THE UNIVERSITY of Warwick’s finance director and a professor of midwifery at Warwick Medical School have each been awarded an OBE in the Queen’s Birthday honours list.
Rosemary Drinkwater is to receive an OBE for services to Higher Education, Innovation and Enterprise in the West Midlands for her innovative work.
And Debra Bick, who was appointed Professor of Clinical Trials in Maternal Health at the University of Warwick last year, has been knighted ‘for services to midwifery’.
Rosemary is Group Finance Director at the University of Warwick where she has worked since 1993. She is also a Trustee of the WMG Academy for Young Engineers, which has a school in Solihull and another in Coventry and a member of the Coventry City of Culture Audit, Finance and Risk committee.

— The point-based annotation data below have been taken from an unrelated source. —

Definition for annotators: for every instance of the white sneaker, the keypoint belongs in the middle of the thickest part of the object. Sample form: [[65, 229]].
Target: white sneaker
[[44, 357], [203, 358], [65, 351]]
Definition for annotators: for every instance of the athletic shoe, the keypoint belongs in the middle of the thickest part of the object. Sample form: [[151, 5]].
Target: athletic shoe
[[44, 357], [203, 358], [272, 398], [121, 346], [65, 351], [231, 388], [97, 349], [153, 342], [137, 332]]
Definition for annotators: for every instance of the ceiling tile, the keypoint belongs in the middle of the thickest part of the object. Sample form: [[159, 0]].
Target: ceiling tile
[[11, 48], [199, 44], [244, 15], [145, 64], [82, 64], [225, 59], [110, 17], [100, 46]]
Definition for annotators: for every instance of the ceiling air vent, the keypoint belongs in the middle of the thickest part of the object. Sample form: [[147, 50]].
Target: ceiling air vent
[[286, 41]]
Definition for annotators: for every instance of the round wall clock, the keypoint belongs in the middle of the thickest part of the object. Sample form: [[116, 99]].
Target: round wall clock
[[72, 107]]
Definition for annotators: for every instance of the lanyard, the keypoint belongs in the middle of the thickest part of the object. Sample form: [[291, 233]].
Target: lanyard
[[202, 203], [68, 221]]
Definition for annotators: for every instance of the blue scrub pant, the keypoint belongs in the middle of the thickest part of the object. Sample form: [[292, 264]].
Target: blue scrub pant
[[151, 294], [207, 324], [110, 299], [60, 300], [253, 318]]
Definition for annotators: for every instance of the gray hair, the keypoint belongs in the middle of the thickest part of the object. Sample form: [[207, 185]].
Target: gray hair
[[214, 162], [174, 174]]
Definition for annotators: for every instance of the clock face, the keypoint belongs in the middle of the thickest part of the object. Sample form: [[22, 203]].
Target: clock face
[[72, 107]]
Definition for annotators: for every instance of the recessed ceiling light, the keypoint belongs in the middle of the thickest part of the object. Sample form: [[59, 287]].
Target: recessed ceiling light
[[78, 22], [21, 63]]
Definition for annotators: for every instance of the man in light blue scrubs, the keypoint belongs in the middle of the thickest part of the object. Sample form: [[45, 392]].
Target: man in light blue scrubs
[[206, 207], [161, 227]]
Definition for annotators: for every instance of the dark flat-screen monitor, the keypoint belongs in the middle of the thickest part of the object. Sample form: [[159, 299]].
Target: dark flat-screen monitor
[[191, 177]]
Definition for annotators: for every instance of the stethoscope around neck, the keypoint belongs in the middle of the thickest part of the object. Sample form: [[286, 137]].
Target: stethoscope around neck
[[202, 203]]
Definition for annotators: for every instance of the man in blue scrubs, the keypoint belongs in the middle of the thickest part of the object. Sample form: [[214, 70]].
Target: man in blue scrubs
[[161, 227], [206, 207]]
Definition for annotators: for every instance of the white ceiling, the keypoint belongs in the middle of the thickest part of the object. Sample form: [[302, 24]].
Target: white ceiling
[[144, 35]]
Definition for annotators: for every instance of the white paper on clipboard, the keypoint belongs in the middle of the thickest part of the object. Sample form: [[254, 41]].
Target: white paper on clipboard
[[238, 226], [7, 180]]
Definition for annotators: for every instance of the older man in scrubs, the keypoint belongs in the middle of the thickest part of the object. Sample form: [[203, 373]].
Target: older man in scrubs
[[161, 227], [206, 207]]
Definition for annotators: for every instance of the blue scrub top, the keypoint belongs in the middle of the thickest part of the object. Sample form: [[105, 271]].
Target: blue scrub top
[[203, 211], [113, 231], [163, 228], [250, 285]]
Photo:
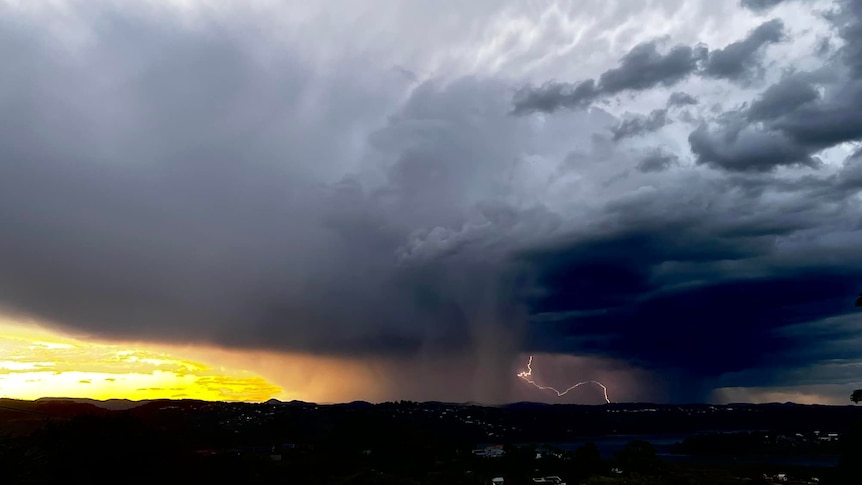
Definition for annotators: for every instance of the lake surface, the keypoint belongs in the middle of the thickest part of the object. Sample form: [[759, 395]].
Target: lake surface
[[664, 443]]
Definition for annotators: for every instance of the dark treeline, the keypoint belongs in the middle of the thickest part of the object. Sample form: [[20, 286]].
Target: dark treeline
[[405, 442]]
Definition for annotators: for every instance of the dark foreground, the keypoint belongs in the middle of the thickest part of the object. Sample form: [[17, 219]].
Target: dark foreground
[[61, 441]]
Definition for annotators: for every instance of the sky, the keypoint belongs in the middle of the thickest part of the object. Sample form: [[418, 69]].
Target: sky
[[387, 200]]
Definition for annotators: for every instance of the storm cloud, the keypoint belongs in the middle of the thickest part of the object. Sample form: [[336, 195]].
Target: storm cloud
[[306, 183]]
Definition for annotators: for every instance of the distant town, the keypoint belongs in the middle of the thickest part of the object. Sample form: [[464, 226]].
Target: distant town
[[435, 443]]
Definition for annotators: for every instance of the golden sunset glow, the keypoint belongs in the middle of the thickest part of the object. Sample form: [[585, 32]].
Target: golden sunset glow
[[38, 363]]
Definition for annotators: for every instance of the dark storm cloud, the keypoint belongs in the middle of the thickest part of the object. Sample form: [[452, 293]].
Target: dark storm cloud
[[680, 283], [782, 98], [643, 67], [740, 60], [646, 67], [795, 118], [201, 185], [553, 96], [680, 98], [657, 160], [637, 126], [195, 194]]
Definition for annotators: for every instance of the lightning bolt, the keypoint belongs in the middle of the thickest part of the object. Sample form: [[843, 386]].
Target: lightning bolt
[[527, 376]]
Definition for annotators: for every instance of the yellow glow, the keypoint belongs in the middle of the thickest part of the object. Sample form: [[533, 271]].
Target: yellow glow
[[36, 363]]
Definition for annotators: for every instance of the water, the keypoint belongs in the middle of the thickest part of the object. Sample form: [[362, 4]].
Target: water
[[664, 443]]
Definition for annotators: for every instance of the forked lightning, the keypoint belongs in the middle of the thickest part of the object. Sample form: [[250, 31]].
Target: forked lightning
[[527, 376]]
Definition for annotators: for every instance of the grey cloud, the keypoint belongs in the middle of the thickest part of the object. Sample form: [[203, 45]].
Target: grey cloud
[[553, 96], [760, 5], [747, 149], [782, 98], [680, 98], [791, 121], [739, 60], [203, 197], [227, 189], [657, 160], [644, 67], [637, 126]]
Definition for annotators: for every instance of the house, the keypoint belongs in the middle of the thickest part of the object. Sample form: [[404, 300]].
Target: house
[[490, 451], [550, 480]]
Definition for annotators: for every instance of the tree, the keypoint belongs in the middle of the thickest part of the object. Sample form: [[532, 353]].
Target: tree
[[638, 456]]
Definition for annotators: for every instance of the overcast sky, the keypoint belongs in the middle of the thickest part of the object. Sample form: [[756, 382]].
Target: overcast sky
[[664, 194]]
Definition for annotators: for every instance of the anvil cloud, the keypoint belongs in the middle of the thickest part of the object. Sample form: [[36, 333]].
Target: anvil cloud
[[389, 180]]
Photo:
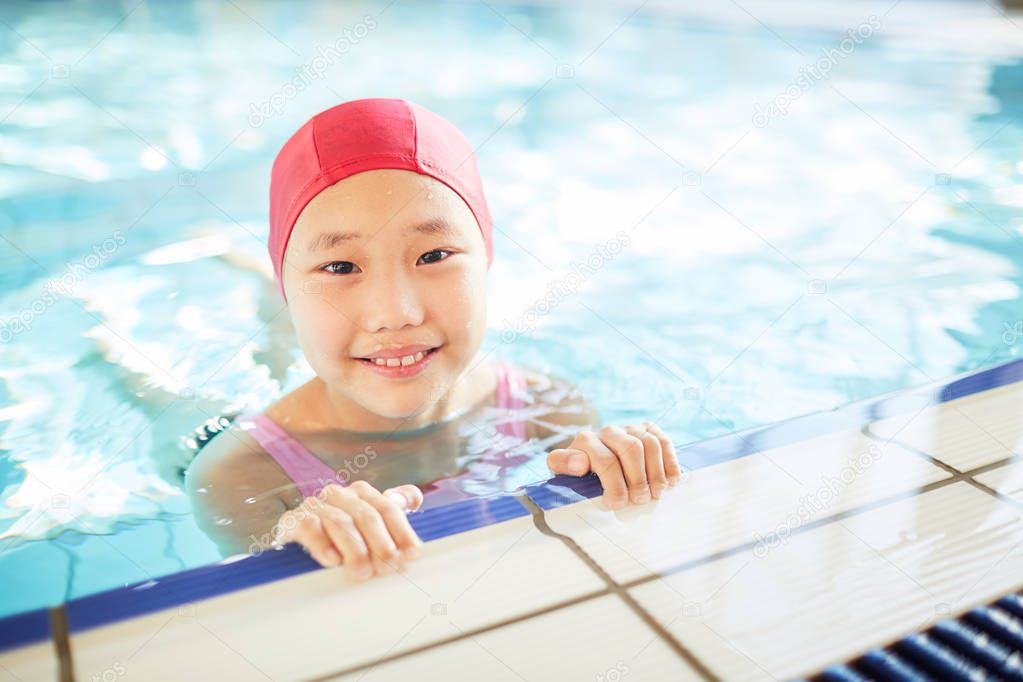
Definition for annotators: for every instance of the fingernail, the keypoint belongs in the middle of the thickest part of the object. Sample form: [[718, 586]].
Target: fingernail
[[331, 557], [399, 498]]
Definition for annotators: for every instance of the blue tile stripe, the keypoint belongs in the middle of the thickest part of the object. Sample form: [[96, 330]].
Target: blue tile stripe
[[562, 490], [209, 581], [221, 578]]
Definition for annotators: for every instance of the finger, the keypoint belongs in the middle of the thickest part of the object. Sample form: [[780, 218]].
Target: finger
[[656, 478], [606, 465], [354, 500], [301, 527], [568, 460], [411, 496], [629, 450], [391, 505], [347, 538], [671, 466]]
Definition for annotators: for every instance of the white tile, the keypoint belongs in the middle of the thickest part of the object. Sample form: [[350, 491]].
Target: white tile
[[320, 622], [837, 590], [966, 433], [1007, 480], [743, 501], [36, 662], [598, 640]]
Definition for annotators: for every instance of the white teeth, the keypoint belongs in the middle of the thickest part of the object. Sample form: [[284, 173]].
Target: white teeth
[[394, 362]]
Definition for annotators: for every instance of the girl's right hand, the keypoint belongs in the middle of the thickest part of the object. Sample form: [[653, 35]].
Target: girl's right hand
[[359, 526]]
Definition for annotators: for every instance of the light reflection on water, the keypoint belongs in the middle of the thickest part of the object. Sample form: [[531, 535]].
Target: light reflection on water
[[866, 240]]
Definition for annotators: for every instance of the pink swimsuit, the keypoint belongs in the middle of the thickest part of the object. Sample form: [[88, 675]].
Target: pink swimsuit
[[310, 473]]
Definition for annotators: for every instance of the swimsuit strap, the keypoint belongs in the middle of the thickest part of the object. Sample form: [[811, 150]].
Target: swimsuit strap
[[306, 469], [510, 385], [311, 474]]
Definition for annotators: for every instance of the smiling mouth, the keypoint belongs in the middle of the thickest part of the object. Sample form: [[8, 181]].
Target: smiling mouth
[[406, 361]]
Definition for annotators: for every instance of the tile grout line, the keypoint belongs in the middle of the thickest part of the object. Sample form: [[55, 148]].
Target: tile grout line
[[826, 520], [540, 520], [959, 474], [60, 636], [464, 634]]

The mother-of-three, who lives with her husband Andrew Goodwin and children, Caroline, James and Alex, in Balsall Common, said: “This is a team award for the amazing colleagues, family and friends who have supported me over the last 27 years, and in particular WMG’s founder, the late Lord Bhattacharyya, who was a significant driving force in my career.”
Rosemary works extensively with Warwick Manufacturing Group founded by Lord Bhattacharyya 40 ago and has worked on the National Automotive Innovation Centre project since its inception in 2011.
Professor Stuart Croft, the Vice-Chancellor of the University of Warwick, said: “This honour rightly marks all Rosie has done and is doing, not just for the University of Warwick, but for our city and region.
“She played a significant role in the establishment of the National Automotive Innovation Centre here on the University of Warwick campus, further enhancing Coventry’s role as a UK motor city. She is a trustee of the WMG Academy for Young Engineers with schools in Coventry and Solihull, and she also serves on the Coventry City of Culture’s Audit, Finance and Risk committee, just to name a few of many ways she has served Coventry, Warwickshire and the West Midlands.”
In 2019 Professor Bick took up her post at Warwick Medical School based at the university, where she now leads maternity research and develop new trials and studies to improve postnatal care and maternal health, working closely with clinical colleagues at University Hospitals Coventry and Warwickshire.
She said: “I was delighted to have been recognised in the Queen’s Birthday Honours for my services to midwifery.
“It’s been a very difficult year, particularly for those providing frontline healthcare services, so I feel even more honoured that this award recognises the importance of midwifery.
“Midwives can and do make such a huge difference to women’s experiences of birth and much of my research to date has informed how we can enable women to have better physical and mental health after giving birth.
“I’ve had some fantastic mentors and colleagues along the way and this is a credit to the support they, together with my family and friends, have offered me in my career. I’m also delighted that this award will show the importance of the clinical trials we lead here at Warwick, including in maternity care, which are so important to patients, clinicians and wider NHS.”
Professor Sudhesh Kumar, the Dean of Warwick Medical School, said: “This well-deserved honour acknowledges that Professor Debra Bick’s vital research work on academic midwifery research, maternal health, maternity research and postnatal care. It has been invaluable not just to colleagues, students, and health professionals here at Warwick Medical School and the University Hospitals Coventry and Warwickshire, it has made a significant contribution to improving postnatal care and maternal health across the UK and beyond.”
Before turning to medicine, Professor Bick graduated with a history degree. She then completed her nurse and midwifery training in Birmingham, and following the birth of twin daughters embarked on a masters and phD at the University of Birmingham. Her research involved a multi-centre trial comparing outcomes of a traditional epidural block in labour with outcomes of ‘mobile’ epidurals which enable women to walk during labour. It found that women, who had mobile epidurals were more likely to have a normal birth, and changed clinical practice. She enjoyed research so much that her ‘secondment’ lasted for ten years!
She spent two years at The Royal College of Nursing Institute in Oxford and was then appointed Professor of Midwifery at the University of West London in 2003 where she continued to develop and lead postnatal research. Appointed as Professor of Evidence Based Midwifery at King’s College London (KCL) in 2008, Professor Bick led a programme of studies on topics including breastfeeding among women who had more complex pregnancies, support for postnatal weight management and maternal recovery following hypertensive disorders of pregnancy.
Several high-profile studies and clinical trials included NHS maternity care for women trafficked in the UK, financing to improve maternity care in low-income countries and ‘Big Baby’, a trial led by Warwick Clinical Trials Unit (WCTU).
Alongside her research, she has supervised many PhD and MSc students, contributed to clinical teaching, is an honorary professor at KCL and Birmingham, a member of several UK research funding committees and NHS policy advisory groups, and editor in chief of the journal ‘Midwifery’. She was recently appointed as Deputy Pro Dean for Research for Warwick Medical School.